Failure to consider liquidated damages in a construction contract leads to severance of determination

In Azure Project 19 Pty Ltd v 5 Point Projects Pty Ltd [2026] QSC 96, Kelly J made an order under s 101(4) of the BIF Act severing part of an adjudication determination which was impacted by jurisdictional error after finding that the adjudicator failed to consider the terms of the Contract relating to LDs and thereby failed to carry out the statutory task required by s 88 of the BIF Act.

Case Background

In October 2022 Azure and 5PP entered into a D&C contract for luxury residential development. In June 2025 5PP served a payment claim for $4.02m. The Superintendent certified that $1.13m in LDs were payable by 5PP. Azure issued a notice of set off for LDs and a payment schedule certifying $48.5k as payable. In August 2025 5PP applied for adjudication and was awarded $1.73m.

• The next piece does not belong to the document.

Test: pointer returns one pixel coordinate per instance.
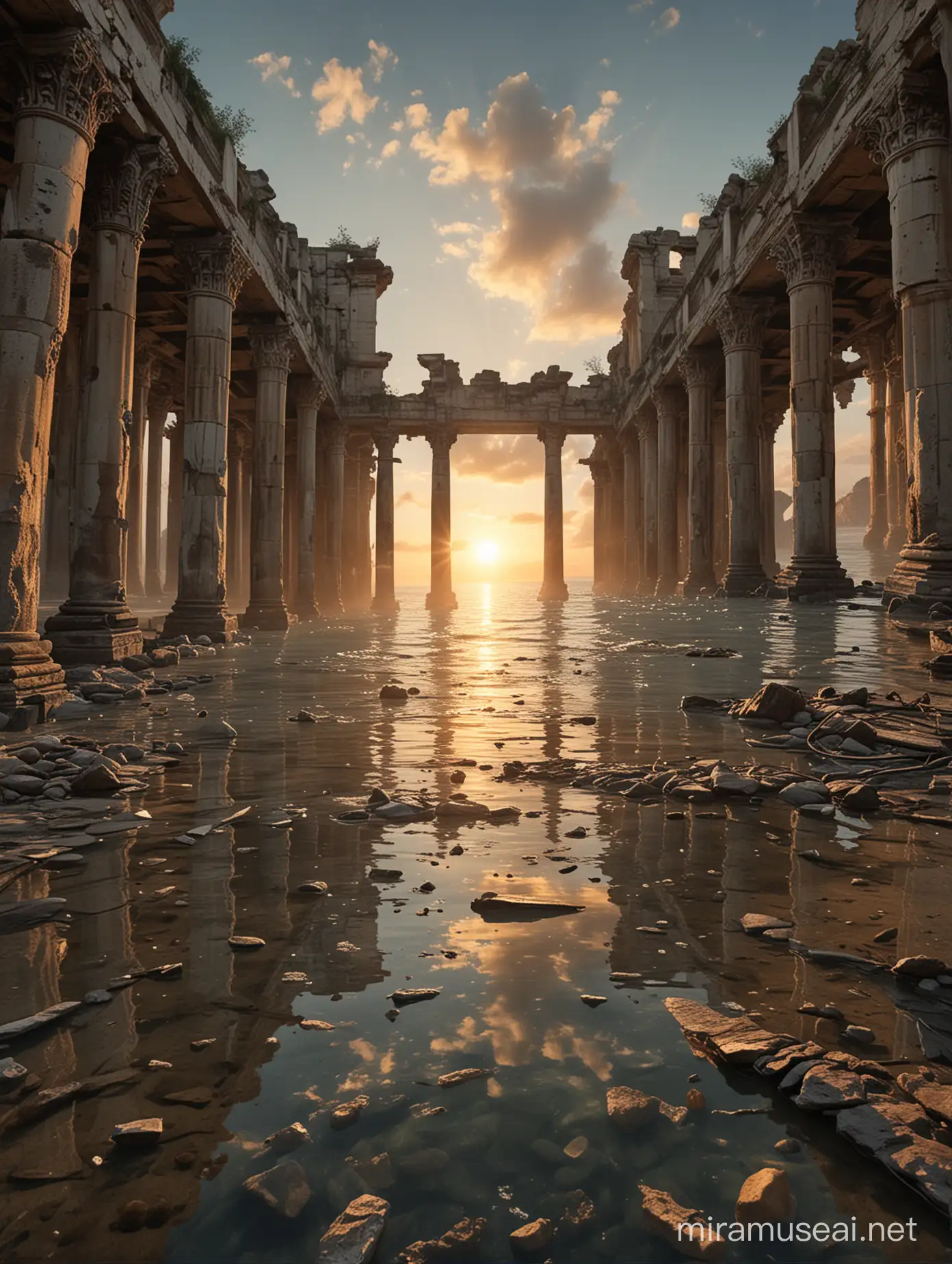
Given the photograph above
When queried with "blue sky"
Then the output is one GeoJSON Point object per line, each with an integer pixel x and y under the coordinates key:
{"type": "Point", "coordinates": [664, 96]}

Azure commenced proceedings seeking orders that the decision is void for jurisdictional error.

The Issue

The parties' written submissions in the adjudication related to the dates of/for practical completion and LDs payable. The only basis on which the adjudicator's decision can be challenged is by invoking the Court's supervisory jurisdiction on the basis of jurisdictional error, succinctly described in Ceerose as "a decision-maker exceeding the authority to decide conferred on them, or failing to exercise that authority when required to do so", and the distinction between jurisdictional and non-jurisdictional errors, described in Hossain as "a distinction between errors that are authorised and errors that are not; between acts that are unauthorised by law and acts that are authorised".

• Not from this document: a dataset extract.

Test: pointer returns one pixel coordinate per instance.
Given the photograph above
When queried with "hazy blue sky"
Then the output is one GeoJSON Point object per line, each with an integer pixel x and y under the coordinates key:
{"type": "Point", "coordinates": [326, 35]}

Azure submitted that the adjudication decision was affected by four jurisdictional errors. The second ground was that the adjudicator failed to consider the terms of the Contract relating to LDs and thereby failed to carry out the statutory task required by s 88(2) of the BIF Act. The mental processes of the adjudicator were revealed in the decision when he said that the date on which PC was reached was immaterial to his considerations because each party contended for a date that was after the reference date. No party submitted to the adjudicator that the reference date had relevance to the determination of the date of PC or the availability or calculation of LDs, and no party was heard about the relevance of the reference date to these matters. Also, the adjudicator did not consider cl 34.7 which certified LDs as a debt due and payable and made a finding based on an admission or concession of 5PP.

The Outcome

His Honour considered if the error was material and ultimately found that the decision that was made could realistically have been different if there had been no error, and the possibility of a different outcome on LDs more than fanciful. Accordingly the ground was established, as was the third ground, that the adjudicator failed to give adequate reasons in relation to the LDs issue and thereby failed to carry out the statutory task under s 88(5).